Linux for artist has been in the works for years. You have to ask, what's an artist and how much Linux do you need. The results are often a DVD full of stuff artist can use. Think of the movie 'the matrix' when they are loading up from the weapons racks. It's a funny effect to see racks stream off into the distance when they are just going to grab the stuff in front. Linux is like that, choice out the wahzoo. In the net search game when you say artist, you get recording artist. Then in the artist Linux you get audio stuff and some movie editing stuff. When it all said and done the visual graphic stuff is ad..........oops ran out of disc space.

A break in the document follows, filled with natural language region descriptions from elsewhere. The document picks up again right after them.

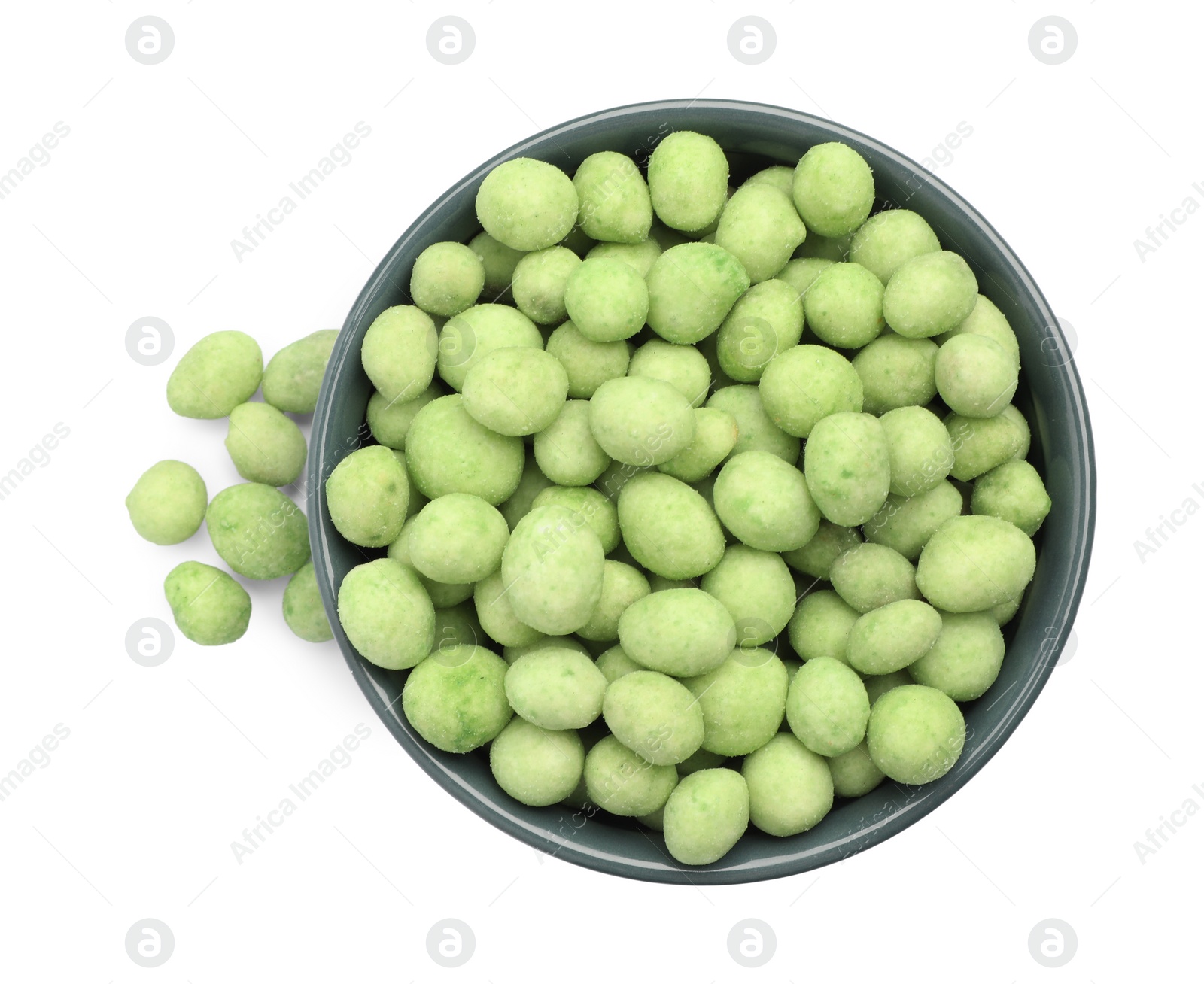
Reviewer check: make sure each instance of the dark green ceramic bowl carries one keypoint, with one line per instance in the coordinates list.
(1051, 397)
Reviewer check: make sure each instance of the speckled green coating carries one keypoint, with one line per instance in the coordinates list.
(528, 204)
(455, 698)
(768, 320)
(399, 353)
(907, 524)
(258, 530)
(743, 702)
(668, 527)
(692, 287)
(448, 451)
(264, 444)
(208, 604)
(303, 606)
(790, 787)
(974, 562)
(915, 734)
(834, 189)
(385, 614)
(762, 229)
(891, 238)
(806, 384)
(588, 363)
(535, 765)
(447, 278)
(688, 181)
(682, 632)
(214, 377)
(848, 469)
(930, 293)
(844, 305)
(654, 715)
(1013, 492)
(820, 626)
(168, 503)
(828, 706)
(473, 333)
(965, 660)
(293, 377)
(553, 569)
(566, 449)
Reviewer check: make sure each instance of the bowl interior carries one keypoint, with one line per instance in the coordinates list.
(1050, 396)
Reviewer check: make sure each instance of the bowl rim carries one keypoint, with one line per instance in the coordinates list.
(896, 821)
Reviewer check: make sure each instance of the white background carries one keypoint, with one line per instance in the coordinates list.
(166, 767)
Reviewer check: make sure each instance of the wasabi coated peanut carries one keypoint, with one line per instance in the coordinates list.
(930, 293)
(907, 524)
(706, 815)
(258, 530)
(623, 783)
(790, 787)
(668, 527)
(974, 562)
(896, 372)
(641, 421)
(682, 632)
(844, 305)
(455, 698)
(515, 391)
(762, 229)
(891, 238)
(654, 716)
(208, 604)
(892, 636)
(828, 706)
(473, 333)
(367, 494)
(540, 281)
(871, 576)
(527, 204)
(743, 702)
(387, 615)
(555, 688)
(806, 384)
(848, 468)
(458, 539)
(293, 377)
(448, 451)
(168, 502)
(588, 363)
(834, 189)
(820, 626)
(552, 568)
(714, 437)
(534, 765)
(965, 660)
(920, 449)
(303, 606)
(447, 278)
(616, 206)
(688, 181)
(399, 353)
(756, 586)
(692, 287)
(264, 444)
(1013, 492)
(768, 320)
(915, 734)
(218, 373)
(566, 449)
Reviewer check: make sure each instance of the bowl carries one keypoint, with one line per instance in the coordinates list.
(1051, 396)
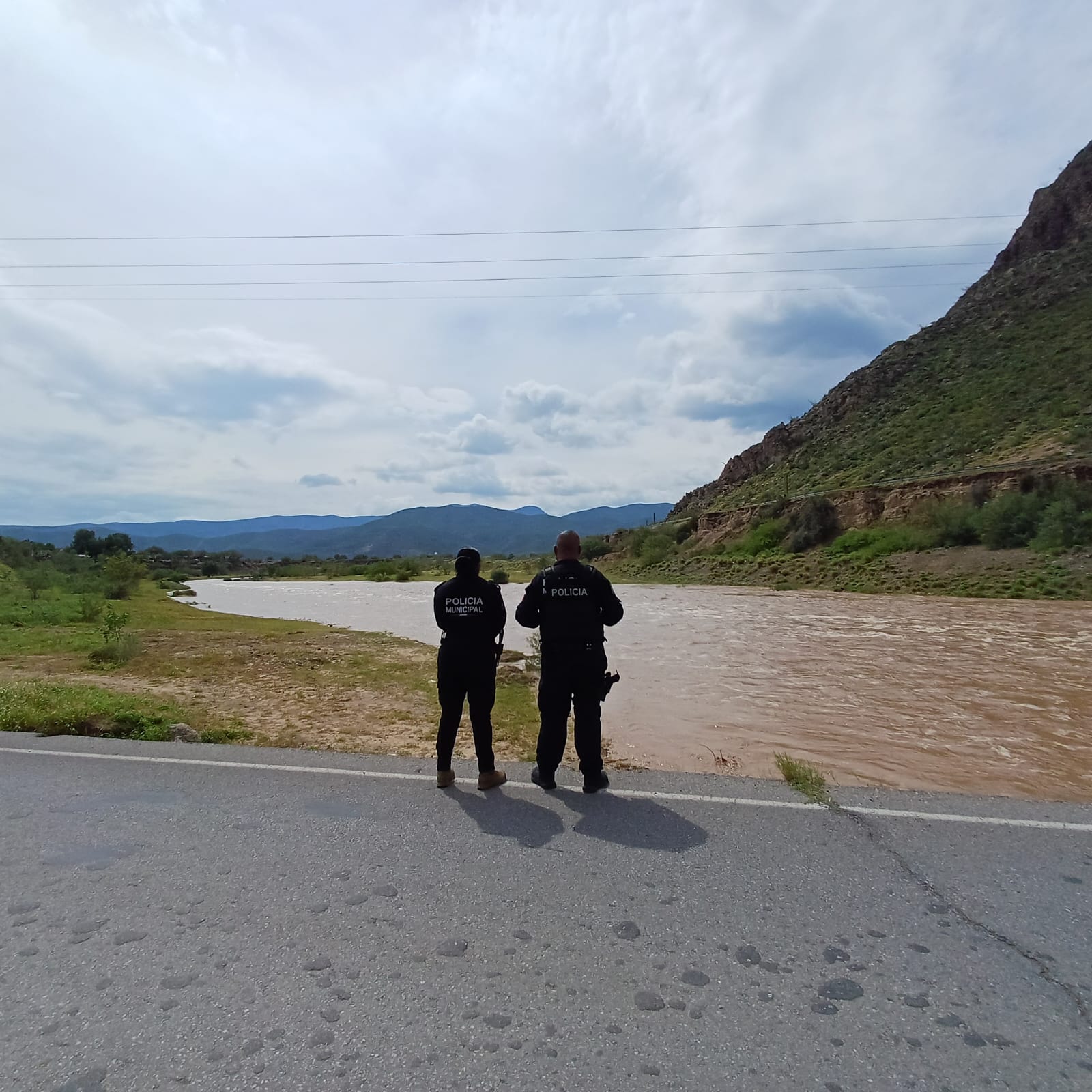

Linux for artist projects try to accommodate various kinds of artist. Then there is that dilemma, live-cd/dvd or installed. If you install you can add/remove the applications you want/don't want. If you use the live-cd/dvd you take what you get. Being a visual artist mainly and foremost I want to see the standard Linux apps, Blender, GIMP, Inkscape and My Paint. After that other tools I might use. Some of the AV oriented Linux distros have some of the graphical stuff but not all of the main ones. Not a problem if I install the whole thing. If I live-cd we have a problem. Usually the standard graphic stuff included are not tweaked with extras but stock, off the shelf.
So look at the many, download and burn. If you can remaster one you like according to your taste, that is the best. My vote for the best out the box Linux for Artist is PureDyne. The size puts it on a DVD but it's a hair over a gig. This will fit on a modest flash drive. The Swiss Army Knife motif is cool, just enough to be useful but no over kill. Believe me I wanted a Swiss Army Knife in the Cub Scouts, my dad got me a knife with twice the hardware, twice the size and half the price. Hiking with that thing banging in your pocket and the other kids saying where's your tool kit.........
PureDyne is cool, no fancy and distracting eyecandy. XFCE desktop for chose it and do it get to work on the fly action. It sees your network and hooks you up, if you need it. PureDyne presents a stable environment with 'enough', wither live-cd or installed. I'm still puttsing around but it looks good so far.